### Experiment 4

#### The Internal Resistance of a Battery

Objective:

To understand the effect of the internal resistance of a battery

Equipment:

A computer with the Internet connection, a calculator, paper, and pencil

Theory:

An ideal voltage source is one that keeps a constant voltage regardless of the current it supplies.  This is not the case for a real voltage source such as a battery.  As the current demand from a battery increases, the voltage across its terminals drops more and more from its nominal voltage.  This is simply because of the battery's internal resistance, r that becomes like a consumer in series with the external resistance (or load).

Suppose your car's battery shows 12.65 volts when it is not in use and you just measure the voltage across its terminals with a voltmeter.  If you turn your car's ceiling light on and measure the voltage across the battery again, you may measure something like 12.58 volts.  If you turn the headlights on, you may measure 12.2 volts or even under 12volts The more current a battery has to deliver, the more voltage drop across its terminals occurs.  When an external resistance R (load) is connected to a battery of nominal voltage V and internal resistance r , we may write Ohm's law as

Vnom = RI + rI,    or   Vnom = (R + r) I,   or   I = Vnom/(R+r)

where I is the current.  Note that Vnom is the nominal voltage, that is the voltage measured when no external resistance is connected to the battery.  RI or Vab is the voltage across the load R that is also the voltage across the battery when in use.  See Fig. 1.

Procedure:

If you have not done so, you may need to add the following Website to your Java exception list: http://www.walter-fendt.de/.   To do this, follow the path (Windows operating system),

Start → All Programs → Java → Configure Java → Security (use High) → Edit Site List … → Add → Type in the site URL (http://www.walter-fendt.de/).
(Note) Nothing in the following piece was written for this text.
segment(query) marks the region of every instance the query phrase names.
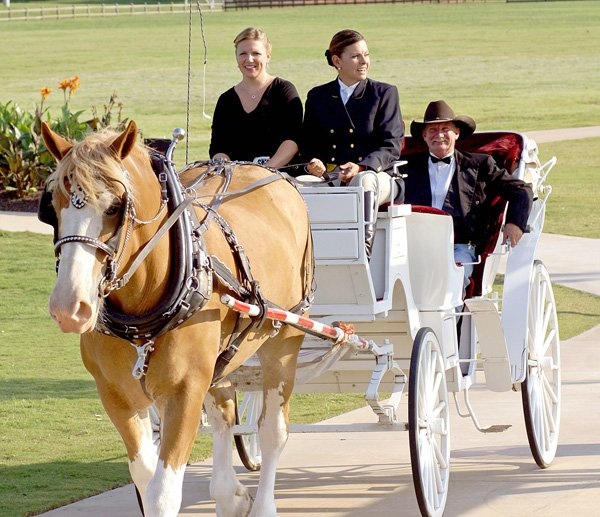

Click on   http://www.walter-fendt.de/ph14e/combres.htm . The same applet that was used in experiments 2 and 3 will appear.

Click on the 100Ω-resistor to select it.  The click on "Series Connection" to form 2 resistors in series.

Let the left resistor be the "Load" and the right resistor play the role of the internal resistance of the battery.  Change the right resistor to 1.00Ω.  This is the lowest this applet allows you to choose.  Now, you have a battery with a nominal voltage of 12.0V and an internal resistance of 1.00Ω connected to a 100-Ω external load.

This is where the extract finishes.